3) Arrêter d’amalgamer l’homosexualité sacerdotale (beaucoup plus pratiquée dans le clergé que la pédophilie) avec la pédophilie sacerdotale (très minoritaire), amalgame fait – c’est ça le comble ! – au nom de la lutte contre ce même amalgame : les abus sexuels des prêtres (y compris sur mineurs) sont majoritairement homosexuels et non pédophiles (la CIASE dévoile par exemple que 80% des mineurs abusés par des prêtres sont des garçons ; l’affaire McCarrick ; l’affaire Point-Coeurs). Et beaucoup de prêtres sont tombés dans un piège tendu par des adolescents entreprenants et en quête d’affection, fascinés par la figure paternelle ou spirituelle du prêtre (c.f. l’affaire Poligné ; l’affaire Payre ; le film « La Déposition »). La pédophilie, dans la majorité des cas, est le faux nez de l’homosexualité sacerdotale et de l’adolescence homosexuelle ; elle est la merde qui tient chaud et arrange paradoxalement tout le monde !
4) Oser tenir tête au clergé homophobe qui considère la « mafia rose » (dans le clergé et au Vatican) à l’extérieur de lui-même. Se reconnaître potentiellement tous pédophiles (s’identifier aux criminels, c’est ce qu’a fait Jésus ; s’identifier aux victimes et à leurs sauveurs, c’est ce que fait le diable !). Et reconnaître quand même que, globalement, les catholiques et le clergé ont un sérieux problème avec la sexualité, autant en actes qu’en pensées, et que leur gestion des affaires sexuelles dans l’Église est calamiteuse et pathologique, en particulier en ce qui concerne l’homosexualité.
5) Sortir du manichéisme victimes/bourreaux, enfants/adultes, laïcs/clergé, et arrêter d’innocenter/angéliser/déresponsabiliser systématiquement les mineurs dans le cas des abus.

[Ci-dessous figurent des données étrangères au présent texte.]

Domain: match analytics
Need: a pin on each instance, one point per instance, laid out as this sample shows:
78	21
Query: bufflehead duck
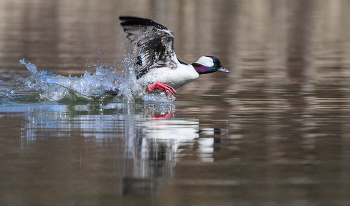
157	66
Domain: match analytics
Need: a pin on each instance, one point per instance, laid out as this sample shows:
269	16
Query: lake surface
273	131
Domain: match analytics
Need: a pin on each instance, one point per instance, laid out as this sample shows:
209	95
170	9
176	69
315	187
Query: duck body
175	78
157	66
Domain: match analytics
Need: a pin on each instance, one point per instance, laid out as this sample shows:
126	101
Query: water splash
101	85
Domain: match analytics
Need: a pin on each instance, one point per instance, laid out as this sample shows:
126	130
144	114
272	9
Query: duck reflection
150	145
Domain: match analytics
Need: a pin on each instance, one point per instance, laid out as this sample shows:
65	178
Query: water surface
274	131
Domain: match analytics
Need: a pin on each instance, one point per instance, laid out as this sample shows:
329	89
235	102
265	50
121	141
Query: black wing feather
156	43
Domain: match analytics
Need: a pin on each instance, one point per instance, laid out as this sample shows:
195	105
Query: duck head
208	64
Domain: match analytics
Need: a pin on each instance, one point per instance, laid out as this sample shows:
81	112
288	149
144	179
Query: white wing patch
205	61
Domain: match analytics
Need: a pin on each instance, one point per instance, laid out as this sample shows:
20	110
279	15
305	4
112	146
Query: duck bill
223	69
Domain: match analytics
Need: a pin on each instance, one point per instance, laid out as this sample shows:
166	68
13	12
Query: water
274	131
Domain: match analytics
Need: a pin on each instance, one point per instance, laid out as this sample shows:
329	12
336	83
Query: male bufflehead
157	66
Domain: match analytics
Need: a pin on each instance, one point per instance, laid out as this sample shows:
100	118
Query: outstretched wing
155	41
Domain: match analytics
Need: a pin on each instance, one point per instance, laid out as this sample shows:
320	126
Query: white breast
175	78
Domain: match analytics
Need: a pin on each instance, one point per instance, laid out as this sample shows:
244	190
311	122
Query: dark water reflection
275	131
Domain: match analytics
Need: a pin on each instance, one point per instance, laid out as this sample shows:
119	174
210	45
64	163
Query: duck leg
163	87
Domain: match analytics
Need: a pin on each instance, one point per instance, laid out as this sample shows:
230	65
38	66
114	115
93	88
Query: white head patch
205	61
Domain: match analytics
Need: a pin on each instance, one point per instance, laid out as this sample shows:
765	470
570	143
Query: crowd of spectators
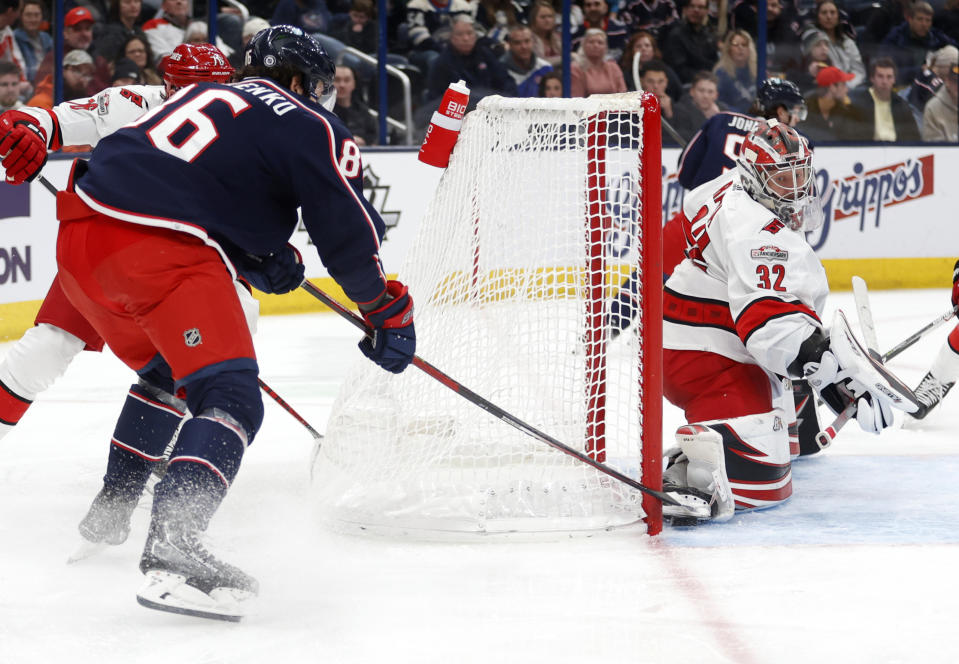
871	70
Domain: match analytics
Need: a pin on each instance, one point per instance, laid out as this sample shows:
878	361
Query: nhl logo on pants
192	337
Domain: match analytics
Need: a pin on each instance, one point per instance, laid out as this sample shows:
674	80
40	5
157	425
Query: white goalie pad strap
865	373
706	469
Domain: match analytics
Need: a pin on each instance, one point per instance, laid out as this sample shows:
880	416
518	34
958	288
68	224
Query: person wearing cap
77	36
940	120
830	113
815	58
882	115
910	41
77	75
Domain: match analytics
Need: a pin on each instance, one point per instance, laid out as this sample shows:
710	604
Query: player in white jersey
742	309
150	416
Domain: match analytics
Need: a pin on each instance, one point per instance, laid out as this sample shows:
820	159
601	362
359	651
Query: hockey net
545	209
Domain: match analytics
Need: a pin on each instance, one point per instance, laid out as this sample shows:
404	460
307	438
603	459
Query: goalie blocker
841	370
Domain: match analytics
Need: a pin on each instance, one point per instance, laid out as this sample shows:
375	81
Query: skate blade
166	591
86	549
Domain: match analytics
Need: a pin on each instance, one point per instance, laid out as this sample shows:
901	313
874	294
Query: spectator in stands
653	79
9	49
77	36
124	22
34	43
137	48
126	72
464	58
310	15
596	15
546	40
252	26
830	113
909	42
496	18
843	52
522	64
9	86
591	73
700	104
77	76
353	112
940	121
551	85
644	44
691	45
168	29
736	71
882	115
815	48
430	24
946	19
359	29
653	16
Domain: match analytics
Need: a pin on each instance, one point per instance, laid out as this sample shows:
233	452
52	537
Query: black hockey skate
929	393
184	577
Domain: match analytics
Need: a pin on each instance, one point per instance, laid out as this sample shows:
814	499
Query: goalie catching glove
841	371
393	341
23	146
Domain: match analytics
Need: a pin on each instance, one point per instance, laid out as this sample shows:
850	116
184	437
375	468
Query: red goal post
548	205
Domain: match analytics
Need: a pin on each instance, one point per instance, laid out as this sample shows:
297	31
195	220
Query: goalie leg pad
756	458
697	479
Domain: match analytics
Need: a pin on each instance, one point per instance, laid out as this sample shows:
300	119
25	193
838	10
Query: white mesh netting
531	231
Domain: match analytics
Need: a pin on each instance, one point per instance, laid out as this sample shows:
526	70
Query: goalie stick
486	405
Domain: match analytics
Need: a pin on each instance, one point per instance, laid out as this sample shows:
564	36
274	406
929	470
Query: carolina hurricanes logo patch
192	337
769	252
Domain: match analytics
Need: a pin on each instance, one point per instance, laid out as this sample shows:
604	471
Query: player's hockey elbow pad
23	146
393	342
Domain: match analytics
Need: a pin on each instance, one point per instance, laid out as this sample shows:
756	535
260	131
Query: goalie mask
195	63
288	45
775	165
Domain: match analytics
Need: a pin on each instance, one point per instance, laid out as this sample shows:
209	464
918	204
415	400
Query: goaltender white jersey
750	288
86	121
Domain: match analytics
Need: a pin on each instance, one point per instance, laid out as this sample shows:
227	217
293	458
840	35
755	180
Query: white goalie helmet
775	165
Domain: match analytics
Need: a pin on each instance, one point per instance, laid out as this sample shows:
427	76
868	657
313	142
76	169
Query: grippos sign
879	202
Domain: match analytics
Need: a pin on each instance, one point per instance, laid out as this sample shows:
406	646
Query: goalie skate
174	593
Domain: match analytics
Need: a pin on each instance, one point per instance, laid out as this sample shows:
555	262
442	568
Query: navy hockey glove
955	286
394	338
277	273
23	146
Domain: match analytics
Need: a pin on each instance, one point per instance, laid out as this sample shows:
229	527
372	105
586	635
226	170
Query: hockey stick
942	318
861	295
488	406
266	388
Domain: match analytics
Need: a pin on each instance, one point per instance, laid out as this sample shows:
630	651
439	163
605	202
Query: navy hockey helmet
775	92
288	45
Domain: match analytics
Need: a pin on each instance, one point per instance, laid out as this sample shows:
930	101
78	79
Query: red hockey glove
955	286
23	146
394	337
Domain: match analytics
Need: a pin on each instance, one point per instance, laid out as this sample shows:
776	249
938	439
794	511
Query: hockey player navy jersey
714	148
188	165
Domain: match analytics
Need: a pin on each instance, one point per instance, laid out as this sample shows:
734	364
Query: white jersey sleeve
751	290
86	121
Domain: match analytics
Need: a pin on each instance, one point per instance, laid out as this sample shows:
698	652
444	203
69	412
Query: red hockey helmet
775	165
195	63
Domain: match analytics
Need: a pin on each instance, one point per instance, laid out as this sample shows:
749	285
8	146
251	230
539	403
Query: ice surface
859	566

Ces derniers, a fortiori quand ils sont adolescents, portent une part de responsabilité. Et le reconnaître n’est pas les accabler, mais au contraire les libérer. L’adolescence n’est pas une blanche colombe : entre 40 et 50% des agressions sexuelles sur enfants sont commises par des mineurs. Elle constitue un stade intermédiaire parfois ambigu et sollicitant le libre arbitre et le pouvoir de mal agir.
6) Proposer une vraie réflexion sur l’homosexualité (y compris celle qui arrive dans des contextes d’enfance, d’adolescence, ou impliquant des pré-adultes) et accompagner les prêtres dans leur affectivité (amitié). Reconnaître la solitude des prêtres et la difficulté terrestre de se passer de génitalité/sentimentalité conjugale. Reconnaître la forte propension/potentialité/accointance d’homosexualité avec le sacerdoce. Désamorcer la guerre intestine invisible entre les prêtres homos et les prêtres « hétéros », déguisée en conflit entre « progressistes » et « conservateurs ».
7) Dégager les prêtres formateurs au séminaire qui initient les séminaristes à l’homosexualité et les corrompent. En revanche, mettre en valeur les prêtres homosexuels continents (on n’entend que les défroqués ou les prêtres homos pratiquants !).
8) Urgence à s’occuper de l’homosexualité. Sinon, les cathos secrètement homos foutront sacrément leur merde et tireront sur tout ce qui bouge (évêques, communautés nouvelles, etc.), se feront un plaisir de dévoiler tous les scandales et incohérences qu’ils observent… par vengeance de ne pas être correctement accueillis et de ne pas pouvoir faire leur coming out.